Мягкость Саверио виделась отцу слабостью, добросердечие – бесхарактерностью, а благочестие – отсутствием здравого смысла. И это последнее обстоятельство было особенно непонятным и даже пугающим для Лауро, выросшего в истинной католической вере и привыкшего считать ее основой правильного мировоззрения. Но применять к мессеру Доменико такое обыденно-гнусное слово, как «еретик», казалось Лауро нелепым. Слишком особенным был его покровитель, чтоб судить его по таким обывательским меркам.

Словом, чудачества благодетеля мальчик не собирался ни обсуждать, ни, тем более, осуждать, понеже считал, что очень богатые и влиятельные люди смотрят на мир каким-то особым, непостижимым для простых смертных способом.

Лауро ничем не мог ободрить Саверио. Но он мог быть с ним в те тяжелые часы, мог слушать его и пытаться вникнуть, мог не отводить глаз и тем самым давать понять, что он на его стороне.

С той ночи Саверио стал другом Лауро, и приемыш по-новому оценил свойства хозяйского отпрыска. Тот не умел чувствовать отчасти, наполовину. Дружбе он отдавался с той же открытой беззаветностью, с какой читал бесконечные книги и молился. Он доверял Лауро во всем, без всяких условий и сомнений. Он щедро делился знаниями, часами взахлеб о чем-то рассказывая и одну за другой доставая с полок книги.

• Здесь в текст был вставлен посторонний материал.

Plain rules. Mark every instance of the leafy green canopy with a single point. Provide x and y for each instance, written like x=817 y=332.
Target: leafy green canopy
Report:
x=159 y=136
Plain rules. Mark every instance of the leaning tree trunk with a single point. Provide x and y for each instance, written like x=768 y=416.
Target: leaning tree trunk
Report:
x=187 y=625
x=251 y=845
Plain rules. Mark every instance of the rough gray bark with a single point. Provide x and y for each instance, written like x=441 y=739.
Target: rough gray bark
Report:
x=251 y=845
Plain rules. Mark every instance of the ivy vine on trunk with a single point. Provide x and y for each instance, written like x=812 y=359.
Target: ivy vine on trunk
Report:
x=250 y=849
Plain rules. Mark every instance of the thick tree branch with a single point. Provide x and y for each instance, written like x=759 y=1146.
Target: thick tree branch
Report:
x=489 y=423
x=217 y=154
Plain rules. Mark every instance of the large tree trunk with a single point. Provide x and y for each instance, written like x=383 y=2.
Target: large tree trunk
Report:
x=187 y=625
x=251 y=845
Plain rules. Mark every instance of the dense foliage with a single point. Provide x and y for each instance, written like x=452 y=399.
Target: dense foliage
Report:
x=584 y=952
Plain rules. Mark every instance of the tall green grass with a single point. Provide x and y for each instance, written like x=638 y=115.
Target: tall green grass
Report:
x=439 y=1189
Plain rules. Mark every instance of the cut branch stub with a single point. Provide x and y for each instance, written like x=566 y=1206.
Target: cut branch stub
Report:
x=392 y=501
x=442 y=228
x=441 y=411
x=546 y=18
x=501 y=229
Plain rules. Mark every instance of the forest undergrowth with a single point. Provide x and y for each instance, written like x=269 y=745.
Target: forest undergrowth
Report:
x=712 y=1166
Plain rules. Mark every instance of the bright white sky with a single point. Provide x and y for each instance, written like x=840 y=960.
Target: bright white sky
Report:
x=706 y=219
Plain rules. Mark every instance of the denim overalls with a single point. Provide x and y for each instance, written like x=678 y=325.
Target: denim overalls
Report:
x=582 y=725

Будь Лауро чуть уверенней в себе, он понял бы, как одинок Саверио в собственной семье и как сильно нуждается в друге.

Однако, восхищаясь умом Саверио и его талантами, Лауро проникся ревнивым желанием быть достойным этой дружбы и взялся за учебу с неистовым рвением. Учитель, впечатленный его усердием, поощрял юного Бениньо, и вскоре сам гордец Джироламо потрепал мальчугана по голове с шутливой ремаркой: «А вы не дурак, молодой человек!» Лауро расцвел от похвалы и устремился в пучину наук с удвоенным жаром.

Он хотел быть не хуже друга. Быть интересным ему и важным. Лауро никогда не признался бы в этом вслух, да и самому себе признавался неохотно, но впервые после смерти матери он чувствовал, что стал для кого-то единственным и незаменимым. Он лелеял это удивительное чувство, досадовал о своей почти девчоночьей слабости и все равно упивался ею, ревнуя друга даже к маленькой кузине, забегавшей вечером пожелать им спокойной ночи. К слову сказать, девчушка отчего-то дичилась Лауро и смотрела на него исподлобья, но подросток не обижался: он знал, что Фрида тоже ревнует, и от этого потайного душевного родства испытывал к ней стыдливую нежность.

К сложной теме университета Саверио больше не возвращался, и мессер Доменико постепенно успокоился, видимо, надеясь, что сын внял его яростным увещеваниям. Но Лауро знал, что друг не оставил своей мечты, хотя и отказывается обсуждать это, отшучиваясь с несвойственным ему, а потому и неправдоподобным легкомыслием.